Further, undefinable terms like "sentence" showed up as class definitions. XML's DOM treats all text as -- well -- text. Any language structure is outside the DOM. RST, similarly, treats text as a container "... children are all `Text` or `Inline` subclass nodes."

All I could suggest was "locate common superclasses" and "until you can define 'sentence', omit it". And then run outside and gouge out my eyes.

It's hard to criticize something like that in a truly helpful manner. Fixing the model is merely putting lipstick on a pig.
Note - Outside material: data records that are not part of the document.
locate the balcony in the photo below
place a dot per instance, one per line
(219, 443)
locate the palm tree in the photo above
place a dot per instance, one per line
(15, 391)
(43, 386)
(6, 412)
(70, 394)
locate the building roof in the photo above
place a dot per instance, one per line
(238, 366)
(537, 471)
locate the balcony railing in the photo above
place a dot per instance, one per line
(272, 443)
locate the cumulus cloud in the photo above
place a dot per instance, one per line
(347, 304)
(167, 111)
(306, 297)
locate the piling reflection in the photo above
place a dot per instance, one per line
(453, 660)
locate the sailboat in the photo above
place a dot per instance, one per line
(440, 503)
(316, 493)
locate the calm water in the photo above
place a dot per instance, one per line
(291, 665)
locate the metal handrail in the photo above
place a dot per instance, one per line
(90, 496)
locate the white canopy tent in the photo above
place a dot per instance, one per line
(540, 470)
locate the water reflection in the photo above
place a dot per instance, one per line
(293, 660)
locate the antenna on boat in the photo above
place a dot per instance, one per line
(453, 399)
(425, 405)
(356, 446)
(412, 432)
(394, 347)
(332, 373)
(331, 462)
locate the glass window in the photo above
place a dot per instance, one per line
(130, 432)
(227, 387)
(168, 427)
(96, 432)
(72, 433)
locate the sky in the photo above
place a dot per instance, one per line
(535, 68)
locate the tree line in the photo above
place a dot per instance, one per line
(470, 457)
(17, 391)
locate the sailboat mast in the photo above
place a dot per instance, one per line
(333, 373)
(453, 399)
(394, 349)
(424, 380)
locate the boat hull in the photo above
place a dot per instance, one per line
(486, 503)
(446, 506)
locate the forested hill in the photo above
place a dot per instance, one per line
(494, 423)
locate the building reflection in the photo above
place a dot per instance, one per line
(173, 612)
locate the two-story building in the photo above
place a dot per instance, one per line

As far as I can tell, the application is -- somehow -- an editor that imposes a severe set of structural constraints on what the author can do. It's as if RST, docutils and Sphinx don't exist. The real solution isn't "fix your object model" it's "fix your problem statement and learn RST."



Post Script

Check out this reply:
The advantage of having an "outliner data model" and a "document data model" like DocBook XML is that your outliner functionality is not limited by the DocBook XML. The downside is that have to create and support a second model as well as provide a mapping between the two.
In other words, rather than simplify, we'll (1) insist the eye-gougingly bad model is "better", (2) justify the complexity ("not limited by DocBook [DOM]") by and (3) plan to add some more complexity to map an overly complex (and atypical) DOM to a standard DOM.

Not a very parsimonious approach to design.